Are you saying that large numbers of people refuse to maintain their ability to do normal things by not doing workouts which become essential at our age

Escort,

It's not that people don't want to exercise and keep themselves fit; if you are able to do that, that's wonderful! But there are some who for many reasons cannot do workouts -- arthritis, COPD (breathing problems), bad joints, or fibromyalgia like I have -- too much exercise or physical activity and it takes me 3 or 4 days to recover. ( I do go for a walk everyday.)

When I had my 80 year old mother living with me, I insisted she use the shower in my bathroom instead of the tub in her bathroom. She had vision problems (macular degeneration) which messed with her ability to judge distances. It's hard to climb over a tub wall when you aren't sure how far it is from you or how high it is, or you can't see parts of what is right in front of you.

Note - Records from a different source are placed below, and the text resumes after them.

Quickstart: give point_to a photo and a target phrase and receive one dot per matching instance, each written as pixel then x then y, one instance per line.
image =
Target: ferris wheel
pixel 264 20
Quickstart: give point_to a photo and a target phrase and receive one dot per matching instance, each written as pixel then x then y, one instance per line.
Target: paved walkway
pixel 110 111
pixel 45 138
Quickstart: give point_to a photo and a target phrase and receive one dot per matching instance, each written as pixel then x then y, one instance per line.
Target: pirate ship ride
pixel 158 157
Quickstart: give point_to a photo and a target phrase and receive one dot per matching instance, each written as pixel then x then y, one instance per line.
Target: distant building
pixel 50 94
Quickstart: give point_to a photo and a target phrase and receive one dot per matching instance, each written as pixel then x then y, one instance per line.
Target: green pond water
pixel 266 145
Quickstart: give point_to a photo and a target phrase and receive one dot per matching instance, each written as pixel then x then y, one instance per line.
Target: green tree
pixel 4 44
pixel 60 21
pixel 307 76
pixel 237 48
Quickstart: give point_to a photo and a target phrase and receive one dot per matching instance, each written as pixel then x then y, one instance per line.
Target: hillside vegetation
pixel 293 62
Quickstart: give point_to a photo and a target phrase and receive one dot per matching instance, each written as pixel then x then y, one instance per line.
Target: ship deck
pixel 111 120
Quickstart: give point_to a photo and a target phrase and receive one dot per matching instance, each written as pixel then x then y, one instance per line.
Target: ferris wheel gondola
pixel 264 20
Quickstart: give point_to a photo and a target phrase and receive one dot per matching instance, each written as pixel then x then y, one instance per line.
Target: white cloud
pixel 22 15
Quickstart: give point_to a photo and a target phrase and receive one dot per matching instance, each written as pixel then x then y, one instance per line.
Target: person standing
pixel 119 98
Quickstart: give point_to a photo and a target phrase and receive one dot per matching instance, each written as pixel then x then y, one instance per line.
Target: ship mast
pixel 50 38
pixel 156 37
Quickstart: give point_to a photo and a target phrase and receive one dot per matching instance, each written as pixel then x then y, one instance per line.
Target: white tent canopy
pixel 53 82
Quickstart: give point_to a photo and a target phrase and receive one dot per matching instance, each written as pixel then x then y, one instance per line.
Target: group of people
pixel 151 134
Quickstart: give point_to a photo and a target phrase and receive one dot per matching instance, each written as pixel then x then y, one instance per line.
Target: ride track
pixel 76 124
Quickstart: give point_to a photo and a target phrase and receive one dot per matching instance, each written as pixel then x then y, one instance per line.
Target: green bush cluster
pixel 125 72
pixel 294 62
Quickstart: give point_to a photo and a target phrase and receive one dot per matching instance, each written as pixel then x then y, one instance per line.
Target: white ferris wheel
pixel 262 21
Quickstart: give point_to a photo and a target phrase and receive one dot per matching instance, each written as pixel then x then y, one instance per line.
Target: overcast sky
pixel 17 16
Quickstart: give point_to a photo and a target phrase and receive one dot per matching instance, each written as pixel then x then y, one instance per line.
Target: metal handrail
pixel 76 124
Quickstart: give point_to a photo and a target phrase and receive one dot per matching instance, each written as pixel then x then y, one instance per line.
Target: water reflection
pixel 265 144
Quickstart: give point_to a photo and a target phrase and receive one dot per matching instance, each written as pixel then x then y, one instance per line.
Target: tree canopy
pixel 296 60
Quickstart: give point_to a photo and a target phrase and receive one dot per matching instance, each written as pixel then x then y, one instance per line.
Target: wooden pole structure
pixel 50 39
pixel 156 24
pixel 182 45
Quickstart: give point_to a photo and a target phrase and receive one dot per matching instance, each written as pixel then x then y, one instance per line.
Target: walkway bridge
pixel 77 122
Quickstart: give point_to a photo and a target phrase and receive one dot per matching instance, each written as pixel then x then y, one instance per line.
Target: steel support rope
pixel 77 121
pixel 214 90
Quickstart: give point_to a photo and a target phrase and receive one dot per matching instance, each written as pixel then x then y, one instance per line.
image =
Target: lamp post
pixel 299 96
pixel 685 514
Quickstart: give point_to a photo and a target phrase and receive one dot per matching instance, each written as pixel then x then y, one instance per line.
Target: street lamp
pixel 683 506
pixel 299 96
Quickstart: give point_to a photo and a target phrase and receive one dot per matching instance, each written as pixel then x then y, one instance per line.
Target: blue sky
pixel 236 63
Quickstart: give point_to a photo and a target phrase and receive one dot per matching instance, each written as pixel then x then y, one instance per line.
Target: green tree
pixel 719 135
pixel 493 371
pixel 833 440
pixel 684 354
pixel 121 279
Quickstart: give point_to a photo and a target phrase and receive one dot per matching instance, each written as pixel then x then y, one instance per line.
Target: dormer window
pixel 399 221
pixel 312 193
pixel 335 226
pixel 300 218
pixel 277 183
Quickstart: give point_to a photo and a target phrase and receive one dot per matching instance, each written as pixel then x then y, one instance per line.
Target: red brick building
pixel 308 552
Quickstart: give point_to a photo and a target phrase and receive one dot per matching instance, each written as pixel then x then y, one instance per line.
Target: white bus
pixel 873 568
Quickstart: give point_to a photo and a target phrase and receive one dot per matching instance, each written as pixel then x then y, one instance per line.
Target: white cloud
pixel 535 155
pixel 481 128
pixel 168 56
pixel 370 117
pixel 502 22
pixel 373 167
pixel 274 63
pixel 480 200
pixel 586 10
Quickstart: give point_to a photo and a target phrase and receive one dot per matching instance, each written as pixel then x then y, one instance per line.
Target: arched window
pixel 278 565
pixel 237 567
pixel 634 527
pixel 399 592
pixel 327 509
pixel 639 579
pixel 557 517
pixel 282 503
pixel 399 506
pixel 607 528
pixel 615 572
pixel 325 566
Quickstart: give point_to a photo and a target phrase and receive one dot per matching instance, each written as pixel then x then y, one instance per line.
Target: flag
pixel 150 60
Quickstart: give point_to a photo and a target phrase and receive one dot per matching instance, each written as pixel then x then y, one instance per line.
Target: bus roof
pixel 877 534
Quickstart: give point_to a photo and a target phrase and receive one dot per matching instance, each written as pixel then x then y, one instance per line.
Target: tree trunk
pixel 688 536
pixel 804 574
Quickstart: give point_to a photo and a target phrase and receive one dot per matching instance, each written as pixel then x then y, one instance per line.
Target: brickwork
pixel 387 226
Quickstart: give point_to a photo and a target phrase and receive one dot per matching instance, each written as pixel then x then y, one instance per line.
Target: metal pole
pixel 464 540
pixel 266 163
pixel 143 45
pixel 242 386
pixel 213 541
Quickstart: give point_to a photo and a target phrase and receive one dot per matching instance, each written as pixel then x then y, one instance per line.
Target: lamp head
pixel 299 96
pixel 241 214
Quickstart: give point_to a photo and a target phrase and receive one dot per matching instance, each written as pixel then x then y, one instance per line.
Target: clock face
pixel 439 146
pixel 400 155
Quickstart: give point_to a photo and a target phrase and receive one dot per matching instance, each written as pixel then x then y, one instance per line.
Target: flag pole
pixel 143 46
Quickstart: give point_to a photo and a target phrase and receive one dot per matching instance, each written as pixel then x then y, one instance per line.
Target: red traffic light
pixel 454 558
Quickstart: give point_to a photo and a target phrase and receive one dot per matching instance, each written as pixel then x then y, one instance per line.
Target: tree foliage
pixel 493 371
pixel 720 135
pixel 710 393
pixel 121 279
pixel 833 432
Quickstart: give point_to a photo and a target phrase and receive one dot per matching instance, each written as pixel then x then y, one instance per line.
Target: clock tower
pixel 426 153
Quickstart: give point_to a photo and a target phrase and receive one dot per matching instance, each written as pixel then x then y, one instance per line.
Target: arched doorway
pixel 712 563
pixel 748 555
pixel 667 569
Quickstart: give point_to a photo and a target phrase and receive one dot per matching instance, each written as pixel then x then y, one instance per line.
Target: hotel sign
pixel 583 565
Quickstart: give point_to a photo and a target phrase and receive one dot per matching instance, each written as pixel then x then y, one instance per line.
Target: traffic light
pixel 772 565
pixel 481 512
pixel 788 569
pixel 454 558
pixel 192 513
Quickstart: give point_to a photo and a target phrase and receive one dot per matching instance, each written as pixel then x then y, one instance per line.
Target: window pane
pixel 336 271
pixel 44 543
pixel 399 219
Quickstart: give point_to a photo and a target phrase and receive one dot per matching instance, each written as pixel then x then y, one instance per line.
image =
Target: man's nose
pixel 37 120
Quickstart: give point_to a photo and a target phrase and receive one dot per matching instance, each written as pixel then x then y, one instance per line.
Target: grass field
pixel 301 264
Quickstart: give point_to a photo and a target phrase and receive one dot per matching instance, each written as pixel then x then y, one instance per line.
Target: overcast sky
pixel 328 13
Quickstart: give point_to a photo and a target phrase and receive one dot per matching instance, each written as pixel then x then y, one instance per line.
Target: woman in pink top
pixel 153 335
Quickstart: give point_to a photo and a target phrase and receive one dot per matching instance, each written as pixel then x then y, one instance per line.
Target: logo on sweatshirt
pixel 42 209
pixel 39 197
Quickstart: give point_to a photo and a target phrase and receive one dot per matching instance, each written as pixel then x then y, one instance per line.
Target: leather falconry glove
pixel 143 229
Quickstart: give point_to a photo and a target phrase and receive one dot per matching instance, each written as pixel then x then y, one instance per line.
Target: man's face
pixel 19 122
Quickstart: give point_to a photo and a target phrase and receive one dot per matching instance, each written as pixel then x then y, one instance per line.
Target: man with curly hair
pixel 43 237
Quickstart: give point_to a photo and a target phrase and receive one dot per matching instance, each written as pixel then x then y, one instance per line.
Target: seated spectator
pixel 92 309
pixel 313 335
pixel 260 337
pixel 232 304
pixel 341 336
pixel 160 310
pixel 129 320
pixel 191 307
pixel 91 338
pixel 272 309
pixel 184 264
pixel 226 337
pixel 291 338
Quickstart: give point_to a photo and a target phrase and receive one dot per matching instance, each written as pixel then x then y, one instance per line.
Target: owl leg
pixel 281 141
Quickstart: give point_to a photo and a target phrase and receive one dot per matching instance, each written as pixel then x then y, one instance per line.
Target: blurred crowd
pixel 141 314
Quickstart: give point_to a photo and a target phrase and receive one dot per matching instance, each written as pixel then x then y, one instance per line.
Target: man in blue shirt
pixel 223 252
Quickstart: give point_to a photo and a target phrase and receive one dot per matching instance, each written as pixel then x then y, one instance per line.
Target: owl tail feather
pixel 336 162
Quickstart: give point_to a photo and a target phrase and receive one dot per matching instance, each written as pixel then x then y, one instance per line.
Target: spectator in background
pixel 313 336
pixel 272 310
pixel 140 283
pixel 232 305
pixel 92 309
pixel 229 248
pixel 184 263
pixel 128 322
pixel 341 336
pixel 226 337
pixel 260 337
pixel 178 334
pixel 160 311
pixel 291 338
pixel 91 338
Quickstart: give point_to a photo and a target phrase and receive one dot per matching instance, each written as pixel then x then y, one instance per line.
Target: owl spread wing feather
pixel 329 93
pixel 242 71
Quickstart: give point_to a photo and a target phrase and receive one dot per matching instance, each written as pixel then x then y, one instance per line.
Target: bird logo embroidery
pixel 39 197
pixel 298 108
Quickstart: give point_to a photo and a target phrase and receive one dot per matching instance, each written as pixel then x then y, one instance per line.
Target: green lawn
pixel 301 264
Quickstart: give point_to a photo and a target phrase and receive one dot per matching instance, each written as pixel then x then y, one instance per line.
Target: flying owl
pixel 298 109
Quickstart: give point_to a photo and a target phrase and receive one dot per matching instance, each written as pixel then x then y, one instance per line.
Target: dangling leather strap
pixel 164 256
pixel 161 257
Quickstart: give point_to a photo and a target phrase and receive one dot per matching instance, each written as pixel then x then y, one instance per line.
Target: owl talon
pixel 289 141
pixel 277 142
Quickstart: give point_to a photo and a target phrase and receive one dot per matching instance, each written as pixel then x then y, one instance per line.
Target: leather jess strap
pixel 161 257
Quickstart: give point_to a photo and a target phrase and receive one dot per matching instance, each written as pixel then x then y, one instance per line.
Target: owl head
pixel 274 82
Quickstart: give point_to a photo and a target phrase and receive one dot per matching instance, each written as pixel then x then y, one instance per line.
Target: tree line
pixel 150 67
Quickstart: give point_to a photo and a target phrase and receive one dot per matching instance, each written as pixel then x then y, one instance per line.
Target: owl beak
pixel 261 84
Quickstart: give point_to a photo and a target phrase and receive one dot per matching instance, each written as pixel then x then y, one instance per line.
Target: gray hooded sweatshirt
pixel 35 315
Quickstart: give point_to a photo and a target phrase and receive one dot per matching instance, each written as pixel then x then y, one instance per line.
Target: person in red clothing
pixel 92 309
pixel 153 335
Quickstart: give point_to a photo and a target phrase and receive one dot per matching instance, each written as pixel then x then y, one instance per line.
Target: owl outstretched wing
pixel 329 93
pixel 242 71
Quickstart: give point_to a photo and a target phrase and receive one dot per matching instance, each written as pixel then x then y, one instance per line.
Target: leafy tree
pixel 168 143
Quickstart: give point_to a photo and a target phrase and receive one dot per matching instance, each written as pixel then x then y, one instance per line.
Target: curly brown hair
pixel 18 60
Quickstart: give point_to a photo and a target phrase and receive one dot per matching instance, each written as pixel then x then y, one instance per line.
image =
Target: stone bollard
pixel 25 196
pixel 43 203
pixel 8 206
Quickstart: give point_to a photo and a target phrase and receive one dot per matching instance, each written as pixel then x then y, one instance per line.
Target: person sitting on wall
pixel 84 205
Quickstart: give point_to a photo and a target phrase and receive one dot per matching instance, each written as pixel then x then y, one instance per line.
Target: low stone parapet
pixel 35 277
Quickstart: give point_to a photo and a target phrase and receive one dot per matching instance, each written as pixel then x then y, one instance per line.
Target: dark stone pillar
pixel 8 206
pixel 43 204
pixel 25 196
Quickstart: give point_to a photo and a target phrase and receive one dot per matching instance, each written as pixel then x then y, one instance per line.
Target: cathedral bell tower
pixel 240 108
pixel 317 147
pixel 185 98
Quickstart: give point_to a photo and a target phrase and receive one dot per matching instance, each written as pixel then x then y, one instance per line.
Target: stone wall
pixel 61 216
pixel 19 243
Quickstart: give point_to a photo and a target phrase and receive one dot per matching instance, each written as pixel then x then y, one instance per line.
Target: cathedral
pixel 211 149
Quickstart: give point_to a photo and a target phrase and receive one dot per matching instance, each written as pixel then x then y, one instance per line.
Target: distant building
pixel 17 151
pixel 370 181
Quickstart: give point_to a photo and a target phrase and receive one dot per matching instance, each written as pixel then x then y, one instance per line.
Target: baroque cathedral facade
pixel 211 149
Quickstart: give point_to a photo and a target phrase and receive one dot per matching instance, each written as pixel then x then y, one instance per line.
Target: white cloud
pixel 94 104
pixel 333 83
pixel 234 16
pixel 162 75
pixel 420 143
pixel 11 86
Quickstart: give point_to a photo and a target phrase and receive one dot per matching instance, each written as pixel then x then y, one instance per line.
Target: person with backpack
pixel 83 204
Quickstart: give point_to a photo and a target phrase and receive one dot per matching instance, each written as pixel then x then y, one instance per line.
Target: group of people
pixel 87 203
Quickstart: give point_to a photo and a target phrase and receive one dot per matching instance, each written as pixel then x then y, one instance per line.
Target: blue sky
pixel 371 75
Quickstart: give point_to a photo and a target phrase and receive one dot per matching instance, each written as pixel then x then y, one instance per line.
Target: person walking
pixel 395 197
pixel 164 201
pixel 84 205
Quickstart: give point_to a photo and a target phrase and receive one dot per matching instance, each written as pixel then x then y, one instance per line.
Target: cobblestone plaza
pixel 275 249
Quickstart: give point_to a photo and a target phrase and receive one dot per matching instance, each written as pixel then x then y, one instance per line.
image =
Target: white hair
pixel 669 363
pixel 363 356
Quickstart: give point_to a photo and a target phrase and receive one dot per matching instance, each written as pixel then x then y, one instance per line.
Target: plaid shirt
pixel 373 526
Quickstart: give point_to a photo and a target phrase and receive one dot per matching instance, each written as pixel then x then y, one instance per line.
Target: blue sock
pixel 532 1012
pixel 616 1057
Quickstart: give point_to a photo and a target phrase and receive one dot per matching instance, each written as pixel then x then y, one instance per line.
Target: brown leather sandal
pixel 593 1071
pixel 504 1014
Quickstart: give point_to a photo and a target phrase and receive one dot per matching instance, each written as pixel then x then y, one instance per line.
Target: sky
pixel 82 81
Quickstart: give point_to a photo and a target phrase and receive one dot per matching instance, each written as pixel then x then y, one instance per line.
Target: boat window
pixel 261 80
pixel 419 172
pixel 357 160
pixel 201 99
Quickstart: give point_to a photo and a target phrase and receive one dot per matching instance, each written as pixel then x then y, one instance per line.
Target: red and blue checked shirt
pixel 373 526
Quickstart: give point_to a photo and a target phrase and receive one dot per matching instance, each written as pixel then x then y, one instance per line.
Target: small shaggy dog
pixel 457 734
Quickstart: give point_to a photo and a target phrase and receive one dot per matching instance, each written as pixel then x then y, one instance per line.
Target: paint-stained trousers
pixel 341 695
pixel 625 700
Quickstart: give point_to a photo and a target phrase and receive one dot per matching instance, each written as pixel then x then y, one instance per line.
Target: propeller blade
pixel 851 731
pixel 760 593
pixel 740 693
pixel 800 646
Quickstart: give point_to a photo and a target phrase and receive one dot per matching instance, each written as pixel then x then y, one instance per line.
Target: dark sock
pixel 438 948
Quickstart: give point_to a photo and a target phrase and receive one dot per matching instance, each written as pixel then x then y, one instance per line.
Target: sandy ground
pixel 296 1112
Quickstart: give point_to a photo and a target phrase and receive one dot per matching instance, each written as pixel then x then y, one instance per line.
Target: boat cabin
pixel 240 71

Later she suffered a series of strokes. One resulted in something called "drop foot," which is the inability to lift the front part of the foot. This causes the toes to drag along the ground or stumble while walking. She had a prosthetic in her shoe to keep her foot level, but that doesn't help in the bath.

Thinking back to my grandmother... she suffered an inner ear injury late in life which caused balance problems that no amount of exercise could ever fix.

Escort, you are very fortunate that you are healthy enough to be able to exercise, climb ladders and such. I sincerely hope you continue in good health for many years to come.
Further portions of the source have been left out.